Photo RDF, Metadata and Pictures

Project acronym: QUESTION-HOW
Project Full Title:Quality Engineering Solutions via Tools, Information and Outreach for the New Highly-enriched Offerings from W3C: Evolving the Web in Europe
Project/Contract No. IST-2000-28767
Workpackage 1, Deliverable D1.3

Project Manager: Daniel Dardailler <danield@w3.org>
Author of this document: Yves Lafon <ylafon@w3.org>

Table of Content:

Introduction

The tools developed in this project are aiming at demonstrating an easy way of creating metadata, as well as ways of associating metadata to the content to avoid losing one part for lack of synchronism between the content and the metadata.

Concept

The main concept is to generate a description of the picture using RDF. RDF is model for representing named properties and property values. It is then very easy to describe basic properties of the picture: Picture -author-> Yves, Picture -location-> Sophia-Antipolis.

Most properties applicable to describe pictures are already defined by the Dublin Core Metadata Initiative. Some other properties can be added, like more technical details on the picture itself, what tool was used to generate it, the value of some color correction filters, and such. The metadata has to be extensible (hence the use of RDF) to allow users to define their own property sets and add them to the pictures.

Interface

Adding metadata has to be as simple as possible. The best way is to have a pre-set list of attributes and change only the ones needed, especially when you have to enter metadata of a huge batch of files. The interface is the following (this picture is for version 2, the current version is 3):

On the right side, the picture, and on the left side a list of properties (Title, Creator...) and pull-down menus of values containing the current values and the previously entered ones. The tick on the left of the value is a "sticky" tag, it means that the value will not change for the next picture.

Many RDF Schemas can be loaded, they will generate more entries in the tab panel, after the default DC (Dublin Core), Technical and FOAF Schemas.

The rdfpic program can automatically build a user interface for two kinds of RDF Schemas: those that associate properties with the whole of the image, such as the Dublin Core (in the illustration above) and the Technical Schema; and those that associate properties with a region of the image, such as the FOAF Schema, which allows people in the image to be described. For the latter kind of Schema, rdfpic provides an outline drawing tool, that allows the user to trace the outline of an object in the picture with the mouse.

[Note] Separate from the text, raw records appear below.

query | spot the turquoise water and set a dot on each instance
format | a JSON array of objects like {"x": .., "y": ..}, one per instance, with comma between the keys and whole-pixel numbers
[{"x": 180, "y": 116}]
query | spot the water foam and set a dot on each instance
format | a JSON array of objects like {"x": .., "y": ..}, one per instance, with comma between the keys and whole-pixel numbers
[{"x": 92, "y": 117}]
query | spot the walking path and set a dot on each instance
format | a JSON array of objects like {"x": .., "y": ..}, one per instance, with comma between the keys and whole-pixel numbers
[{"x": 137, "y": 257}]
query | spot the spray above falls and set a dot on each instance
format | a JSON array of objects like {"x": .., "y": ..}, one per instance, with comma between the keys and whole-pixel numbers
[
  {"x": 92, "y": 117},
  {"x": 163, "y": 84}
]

The user interface can be switched to other languages, provided the loaded RDF Schemas support those languages. The three default Schemas that are delivered with the program contain English, French and Dutch descriptions.

Metadata storage

As explained previously one of the key point of this project is to associate the content and its description; it is done by sticking the generated RDF description in a header of the JPEG file. That way, if the file is moved, its description will never be lost. Version 2 of the rdfpic program used the Comment field of the JPEG file, version 3 also recognizes APP fields, which is where Adobe's tools (and others based on Adobe's "XMP" specification) store the RDF metadata.

Several third-party tools can be used to extract such comment fields from a JPEG file, making it easy to crawl lists of files and extract all the descriptions from them. Such tools have been used, for example, to create "thumbnail" pages for a collection of photos.

Also, image files with embedded metadata allow Web servers to select what needs to be send to a client, using the "Accept:" header of HTTP. Clients accepting images will get the whole file and view the picture; text-only clients may want to retreive only the description of the picture and not the whole file. In Jigsaw, you can do this, by setting the MIME type of the comment field. The server will automatically extract the metadata on demand if the client ask for this MIME type.

Download

The rdfpic program is written in Java. It is available, both as source code and as a ready-to-run binary, at http://jigsaw.w3.org/rdfpic

Note that the two programs are independent: Jigsaw is a standard, general purpose HTTP server; rdfpic reads and writes standard JPEG files, that can be served by any Web server. However, the HTTP negation mentioned in the previous section is so far only available with Jigsaw.